Il presidente del Consiglio, Onofrio Introna, ha sottolineato la necessità che l’intero Consiglio regionale predisponga un ordine del giorno che manifesti il disappunto sulla eventualità che questa minaccia si materializzi, stigmatizzando tutte le ricadute negative sulla tenuta del sistema sanitario pugliese.

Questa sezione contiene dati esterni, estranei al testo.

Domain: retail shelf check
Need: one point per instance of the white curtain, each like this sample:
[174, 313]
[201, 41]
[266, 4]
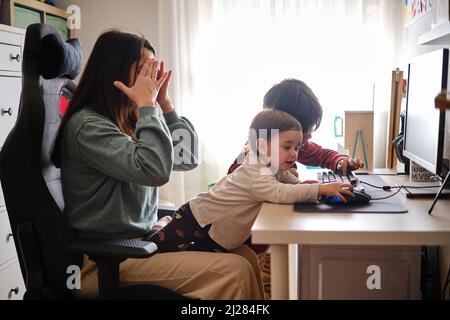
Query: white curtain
[227, 53]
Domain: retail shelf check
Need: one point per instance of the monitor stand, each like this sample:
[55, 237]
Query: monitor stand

“La Legge approvata oggi in Consiglio sui cosiddetti medici destabilizzati, è l’unica strada che, nella certezza del rispetto delle Leggi, consente nell’immediato di garantire certezze e continuità lavorativa agli operatori e di non interrompere la continuità dell’assistenza sanitaria. Mette poi finalmente un importante punto fermo sui tempi dell’approvazione delle piante organiche da parte delle Asl: hanno trenta giorni di tempo per approvarle, altrimenti nei 10 giorni successivi sarà la Giunta Regionale, commissariando le Asl inadempienti, a procedere”. Lo dichiara in una nota, a margine della seduta di Consiglio regionale, il capogruppo del Pdl alla Regione Puglia, Rocco Palese, che aggiunge: “Come opposizione non abbiamo doveri né responsabilità politico-gestionali, ma sentiamo il dovere morale di fornire il nostro contributo per andare incontro agli oltre 200 medici interessati e alle centinaia di pazienti che, se questi medici andassero a casa, vedrebbero messi a rischio i livelli essenziali di assistenza. Peraltro, essendo stata accolta la nostra proposta di inserire in questa stessa legge tempi certi e inderogabili per l’approvazione delle piante organiche, abbiamo anche contribuito a creare le condizioni affinchè entro massimo 40 giorni vi sia una fotografia reale sulla situazione del personale sanitario e non degli ospedali pugliesi, con certezze sul numero di posti vacanti da coprire e anche sulle modalità previste dalle Leggi per coprirli. Pur rispettando altre strade che si sta cercando di percorrere, come quella parlamentare, e posizioni differenti assunte da alcuni colleghi su questa Legge – conclude Palese - abbiamo ritenuto giusto sostenere questo atto legislativo per dare certezze immediate ai medici interessati e restituire speranza a tutto il personale sanitario e aspirante tale e, soprattutto, ai poveri incolpevoli e tartassati cittadini pugliesi che, pagando 338 milioni di euro di tasse regionali aggiuntive all’anno proprio per i ‘buchi’ della sanità, non meritano di restare privi di assistenza”.